Но она не могла не заметить, не почувствовать ядовитого тона Александра. Ей так хотелось, чтоб хоть сегодня, в праздничный для нее день, все были чистыми и красивыми! Но праздник может быть лишь тогда, когда он и для других праздник. У одинокого человека праздников нет, а неразделенное счастье хуже разделенного горя. Почувствовав это, Бабуца залилась слезами, прижав к лицу и как бы целуя письмо сына.
— Как можно оплакивать живого человека? Ему, видишь, вот и белье нужно, и чеснок… он же сам пишет! — пыталась успокоить ее Агатия.

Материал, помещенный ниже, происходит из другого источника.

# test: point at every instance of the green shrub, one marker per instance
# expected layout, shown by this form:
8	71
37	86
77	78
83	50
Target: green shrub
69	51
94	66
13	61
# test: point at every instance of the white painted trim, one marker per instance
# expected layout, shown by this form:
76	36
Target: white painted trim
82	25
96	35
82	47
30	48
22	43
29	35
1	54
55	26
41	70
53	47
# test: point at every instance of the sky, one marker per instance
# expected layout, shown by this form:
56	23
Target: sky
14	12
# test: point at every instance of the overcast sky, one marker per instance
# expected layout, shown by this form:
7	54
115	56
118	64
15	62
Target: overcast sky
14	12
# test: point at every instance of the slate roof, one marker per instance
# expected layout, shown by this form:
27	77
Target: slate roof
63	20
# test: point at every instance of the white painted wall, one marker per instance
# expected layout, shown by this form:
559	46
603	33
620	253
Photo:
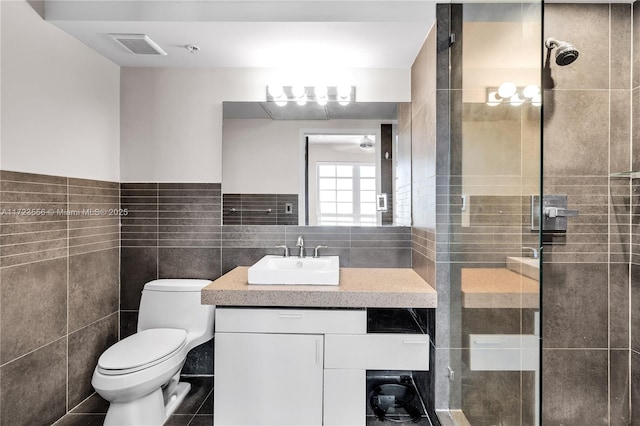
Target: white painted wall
172	117
60	101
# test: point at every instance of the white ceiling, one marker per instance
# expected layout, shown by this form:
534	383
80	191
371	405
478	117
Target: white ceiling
253	33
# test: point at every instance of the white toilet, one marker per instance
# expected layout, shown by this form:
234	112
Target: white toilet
140	374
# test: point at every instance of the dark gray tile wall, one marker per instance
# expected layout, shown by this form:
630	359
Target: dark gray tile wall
419	119
587	135
59	291
259	209
172	230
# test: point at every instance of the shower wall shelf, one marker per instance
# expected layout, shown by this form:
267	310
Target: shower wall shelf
630	174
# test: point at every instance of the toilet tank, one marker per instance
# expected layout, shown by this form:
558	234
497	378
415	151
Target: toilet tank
175	303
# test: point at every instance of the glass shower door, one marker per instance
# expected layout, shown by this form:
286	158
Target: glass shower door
494	258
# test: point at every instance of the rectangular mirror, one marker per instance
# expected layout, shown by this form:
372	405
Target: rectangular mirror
314	165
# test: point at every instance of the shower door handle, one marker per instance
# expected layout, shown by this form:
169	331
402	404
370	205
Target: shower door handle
552	212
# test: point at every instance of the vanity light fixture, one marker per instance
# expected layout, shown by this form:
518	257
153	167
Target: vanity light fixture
281	95
514	95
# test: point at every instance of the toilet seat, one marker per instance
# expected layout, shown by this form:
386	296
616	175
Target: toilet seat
141	350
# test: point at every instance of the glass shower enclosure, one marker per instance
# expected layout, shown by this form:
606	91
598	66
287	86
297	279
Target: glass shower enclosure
493	86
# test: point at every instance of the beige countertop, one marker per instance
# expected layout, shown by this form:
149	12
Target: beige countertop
358	288
498	288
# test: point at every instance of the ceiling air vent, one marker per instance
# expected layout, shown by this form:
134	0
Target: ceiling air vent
138	44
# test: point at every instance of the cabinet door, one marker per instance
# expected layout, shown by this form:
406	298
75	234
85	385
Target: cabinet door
268	379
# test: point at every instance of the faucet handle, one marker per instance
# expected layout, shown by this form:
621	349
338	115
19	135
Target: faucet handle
286	250
316	251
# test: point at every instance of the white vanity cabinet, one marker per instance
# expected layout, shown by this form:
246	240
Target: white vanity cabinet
302	366
268	379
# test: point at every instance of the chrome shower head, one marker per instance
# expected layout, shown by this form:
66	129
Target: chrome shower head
566	53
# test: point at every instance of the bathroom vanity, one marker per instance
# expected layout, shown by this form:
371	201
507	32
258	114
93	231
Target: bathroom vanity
292	355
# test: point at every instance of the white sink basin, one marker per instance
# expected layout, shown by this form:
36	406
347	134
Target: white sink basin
271	269
526	266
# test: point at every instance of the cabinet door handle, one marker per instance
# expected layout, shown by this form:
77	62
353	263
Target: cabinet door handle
414	342
298	316
318	352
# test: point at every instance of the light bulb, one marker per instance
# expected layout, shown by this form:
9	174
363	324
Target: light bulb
344	91
298	91
531	91
516	100
492	99
507	90
320	91
275	91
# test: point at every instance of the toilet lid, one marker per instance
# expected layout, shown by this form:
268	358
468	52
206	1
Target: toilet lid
142	350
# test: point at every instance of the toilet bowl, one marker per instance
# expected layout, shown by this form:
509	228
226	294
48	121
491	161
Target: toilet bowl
139	375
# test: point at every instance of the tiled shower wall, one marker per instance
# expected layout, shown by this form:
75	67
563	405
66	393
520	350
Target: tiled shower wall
174	231
587	135
58	291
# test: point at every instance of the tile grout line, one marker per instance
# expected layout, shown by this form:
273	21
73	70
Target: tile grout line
609	205
67	333
629	277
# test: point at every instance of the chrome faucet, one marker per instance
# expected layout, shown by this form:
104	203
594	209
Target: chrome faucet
300	243
534	252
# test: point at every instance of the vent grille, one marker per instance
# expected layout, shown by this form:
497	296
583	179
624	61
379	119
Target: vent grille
139	44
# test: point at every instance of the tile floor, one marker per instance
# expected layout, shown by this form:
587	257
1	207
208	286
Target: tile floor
195	410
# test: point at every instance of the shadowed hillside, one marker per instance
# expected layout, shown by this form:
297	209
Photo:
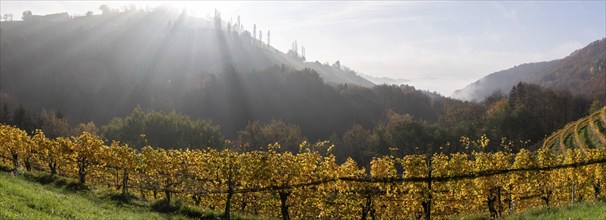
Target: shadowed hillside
583	72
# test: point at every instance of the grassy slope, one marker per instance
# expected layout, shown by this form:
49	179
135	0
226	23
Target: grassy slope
579	211
24	199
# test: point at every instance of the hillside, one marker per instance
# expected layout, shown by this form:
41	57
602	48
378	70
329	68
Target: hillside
99	67
24	199
583	72
586	133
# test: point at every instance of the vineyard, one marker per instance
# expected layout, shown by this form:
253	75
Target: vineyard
570	167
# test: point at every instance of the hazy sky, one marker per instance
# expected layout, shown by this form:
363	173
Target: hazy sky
439	46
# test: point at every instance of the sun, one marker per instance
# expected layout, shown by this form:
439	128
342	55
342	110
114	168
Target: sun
205	8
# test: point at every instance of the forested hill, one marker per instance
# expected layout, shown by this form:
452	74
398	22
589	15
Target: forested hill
583	72
98	67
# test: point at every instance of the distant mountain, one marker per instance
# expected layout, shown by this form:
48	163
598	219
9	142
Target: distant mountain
583	72
98	67
385	80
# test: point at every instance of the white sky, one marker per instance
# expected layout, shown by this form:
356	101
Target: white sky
438	46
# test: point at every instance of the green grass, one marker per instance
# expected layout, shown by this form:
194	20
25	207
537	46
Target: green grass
27	196
579	211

— Поэтому-то я и плачу, моя Агатия, — спокойно сказала Бабуца, вытирая щеки платком. — Что ж это у него за жизнь, если он даже в чесноке нуждается?

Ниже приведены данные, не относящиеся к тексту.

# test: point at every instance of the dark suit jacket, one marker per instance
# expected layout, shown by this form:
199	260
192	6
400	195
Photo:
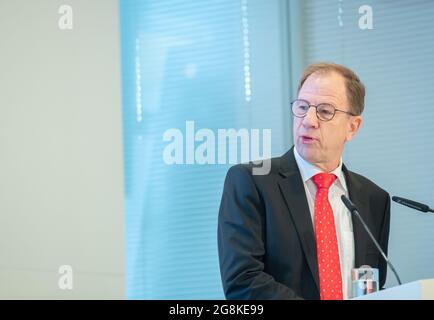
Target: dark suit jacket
266	240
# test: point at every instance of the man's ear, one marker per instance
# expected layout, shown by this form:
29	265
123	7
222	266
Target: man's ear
354	125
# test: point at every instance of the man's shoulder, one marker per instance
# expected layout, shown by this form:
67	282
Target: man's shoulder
367	184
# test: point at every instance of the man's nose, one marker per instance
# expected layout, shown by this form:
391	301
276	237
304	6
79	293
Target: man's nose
311	120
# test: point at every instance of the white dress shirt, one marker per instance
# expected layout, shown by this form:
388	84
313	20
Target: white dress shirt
343	223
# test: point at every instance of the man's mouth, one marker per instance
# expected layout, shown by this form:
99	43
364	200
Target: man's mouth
307	139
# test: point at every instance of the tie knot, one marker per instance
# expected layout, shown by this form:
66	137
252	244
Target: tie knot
323	180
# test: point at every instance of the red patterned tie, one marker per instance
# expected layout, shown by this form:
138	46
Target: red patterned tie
329	266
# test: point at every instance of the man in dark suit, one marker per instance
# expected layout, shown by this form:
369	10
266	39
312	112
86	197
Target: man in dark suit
287	234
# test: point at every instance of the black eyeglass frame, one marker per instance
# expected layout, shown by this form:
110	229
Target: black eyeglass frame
316	108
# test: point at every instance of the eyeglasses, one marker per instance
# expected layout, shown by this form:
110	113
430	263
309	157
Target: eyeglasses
324	111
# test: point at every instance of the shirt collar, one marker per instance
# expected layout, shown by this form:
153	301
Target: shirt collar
308	170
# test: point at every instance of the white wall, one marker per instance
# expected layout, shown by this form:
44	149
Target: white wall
61	179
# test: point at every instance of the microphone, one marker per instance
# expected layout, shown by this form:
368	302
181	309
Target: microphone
352	208
412	204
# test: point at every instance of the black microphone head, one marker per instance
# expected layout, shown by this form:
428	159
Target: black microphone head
347	202
412	204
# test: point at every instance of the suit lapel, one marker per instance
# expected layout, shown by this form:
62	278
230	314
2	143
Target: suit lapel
292	188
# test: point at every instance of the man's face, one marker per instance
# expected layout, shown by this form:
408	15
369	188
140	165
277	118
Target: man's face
322	142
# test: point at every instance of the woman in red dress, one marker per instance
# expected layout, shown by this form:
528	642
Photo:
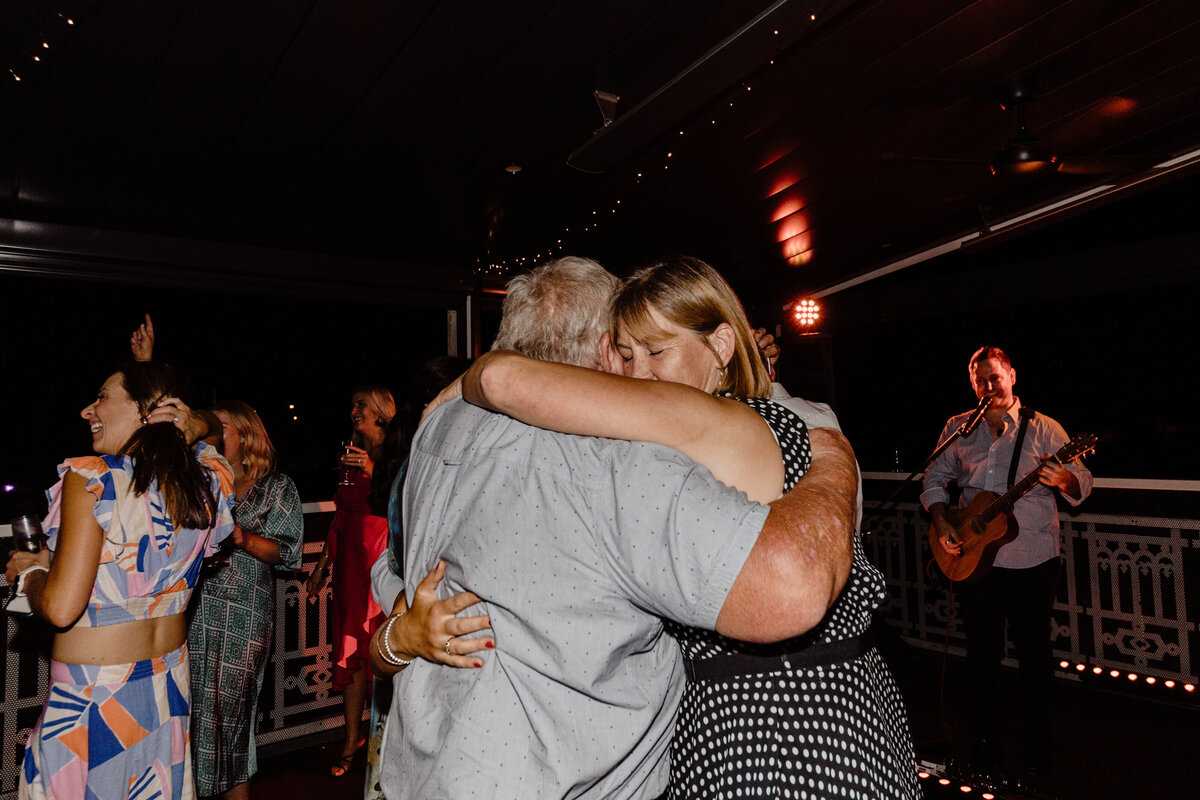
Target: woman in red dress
357	537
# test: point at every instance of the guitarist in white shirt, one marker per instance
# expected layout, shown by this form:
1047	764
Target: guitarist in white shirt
1020	585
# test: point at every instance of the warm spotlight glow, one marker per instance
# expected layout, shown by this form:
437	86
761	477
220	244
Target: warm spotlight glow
1117	107
781	182
801	259
792	226
786	208
807	312
796	245
774	156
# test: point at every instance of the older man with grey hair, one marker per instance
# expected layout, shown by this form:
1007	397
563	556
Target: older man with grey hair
579	548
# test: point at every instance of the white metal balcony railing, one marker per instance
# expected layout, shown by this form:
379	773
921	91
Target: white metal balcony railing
1122	607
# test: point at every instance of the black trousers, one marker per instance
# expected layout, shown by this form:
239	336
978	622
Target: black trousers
1024	599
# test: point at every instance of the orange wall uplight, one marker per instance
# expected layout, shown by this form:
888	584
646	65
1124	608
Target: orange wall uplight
787	206
792	227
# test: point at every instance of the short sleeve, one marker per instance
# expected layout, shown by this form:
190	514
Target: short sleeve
678	537
283	522
221	483
105	482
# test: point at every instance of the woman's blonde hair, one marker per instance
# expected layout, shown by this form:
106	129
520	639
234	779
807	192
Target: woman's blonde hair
379	401
695	296
257	451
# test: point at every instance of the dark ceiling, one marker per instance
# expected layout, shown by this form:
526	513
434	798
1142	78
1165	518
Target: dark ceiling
792	143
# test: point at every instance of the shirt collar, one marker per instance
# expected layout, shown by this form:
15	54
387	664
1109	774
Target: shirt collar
1014	410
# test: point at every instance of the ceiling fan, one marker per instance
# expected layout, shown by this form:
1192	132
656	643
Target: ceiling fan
1024	155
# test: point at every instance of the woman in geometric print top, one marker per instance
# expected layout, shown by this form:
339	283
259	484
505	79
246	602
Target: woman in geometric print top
127	530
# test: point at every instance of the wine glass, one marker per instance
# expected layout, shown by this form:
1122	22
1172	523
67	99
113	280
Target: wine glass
27	534
346	477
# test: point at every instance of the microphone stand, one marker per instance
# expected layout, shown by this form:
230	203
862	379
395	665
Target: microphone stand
964	429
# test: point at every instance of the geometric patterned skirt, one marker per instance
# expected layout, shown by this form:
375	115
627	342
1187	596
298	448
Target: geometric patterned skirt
113	732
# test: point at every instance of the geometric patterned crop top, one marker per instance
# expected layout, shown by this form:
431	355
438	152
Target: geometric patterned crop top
147	567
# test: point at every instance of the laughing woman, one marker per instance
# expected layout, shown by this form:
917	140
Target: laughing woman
127	530
231	631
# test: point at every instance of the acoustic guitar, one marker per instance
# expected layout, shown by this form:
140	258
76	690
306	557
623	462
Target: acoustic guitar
987	523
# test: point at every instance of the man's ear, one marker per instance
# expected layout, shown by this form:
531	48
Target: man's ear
724	342
610	359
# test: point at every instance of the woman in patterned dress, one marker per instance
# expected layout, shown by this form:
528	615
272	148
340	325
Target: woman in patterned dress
229	635
357	537
817	716
127	530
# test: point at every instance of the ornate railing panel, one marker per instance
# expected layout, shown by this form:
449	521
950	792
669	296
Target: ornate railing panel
1123	605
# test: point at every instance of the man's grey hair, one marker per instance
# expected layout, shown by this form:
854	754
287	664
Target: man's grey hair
558	312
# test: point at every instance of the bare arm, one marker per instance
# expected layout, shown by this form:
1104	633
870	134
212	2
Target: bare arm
803	554
726	435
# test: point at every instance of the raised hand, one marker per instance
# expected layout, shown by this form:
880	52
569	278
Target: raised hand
142	341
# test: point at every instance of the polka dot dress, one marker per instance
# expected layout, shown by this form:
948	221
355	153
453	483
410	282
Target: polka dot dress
838	731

Вот и все… но после этого дня Бабуца уже не вставала. В тот же вечер у нее сделался сильный жар — она металась по постели, поминутно скидывая одеяло и глухо, непрерывно, не переводя дыхания кашляла, а потом, откинувшись на подушку, осторожно, едва заметно дышала. «Темно, почему так темно»? — вяло, беспомощно жаловалась она. Потом ее снова бросало в жар, и она вдруг начинала слабым, дрожащим голосом петь. «Агатия, Агатия», — звала она, чего-то внезапно испугавшись; но, когда Агатия брала ее за руку, Бабуца злобно отталкивала ее. «Убирайся прочь, ведьма! — кричала она Агатии с искаженным яростью лицом, — Не воображай, что отец бросит меня тут… он всех вас в куски изрубит!» К утру вся ее сорочка была в крови, и она робко, смущенно глядела на Агатию. Вечером температура вновь поднялась, опять началось кровохарканье; Бабуца снова пела и до смерти пугала Агатию своими нелепыми, бессмысленными разговорами. «Чего ты добилась, похитив меня? — жалобно спрашивала она Агатию. — Отец меня, наверно, ищет, а я тут в постели валяюсь. Ты, несчастная, бога к деду моему приравняла… ада хоть побойся!» — бредила больная. Через некоторое время она велела Агатии привести к себе Аннету и долго, ничего не говоря, пристально глядела на полусонную, ежащуюся от холода девочку; потом глаза Бабуцы наполнились слезами, и она молча отвернулась к стене. Весь месяц на веранде дома Макабели висели мокрые простыни, наволочки и сорочки Бабуцы — они не успевали просыхать, больная без конца потела; и весь месяц под липами во дворе почти безотлучно стояла двуколка доктора Джандиери. Но на этот раз эскулап был бессилен— скоротечная чахотка пожирала Бабуцу быстро и беспощадно, как пожар; хорошо зная коварство этой болезни, доктор Джандиери старался лишь получше изолировать больную от остальной семьи. Больше всех это напугало Кайхосро — теперь он пил только из прокипяченного стакана, питался вне дома, а под конец вообще переселился к отцу Зосиме. Иногда через полуоткрытую дверь в комнату Бабуцы на миг заглядывала Аннета. При виде печально улыбавшейся ей матери у девочки невольно кривились губы, но она тоже старалась улыбаться, с детским упрямством сдерживая подступавшие к горлу слезы.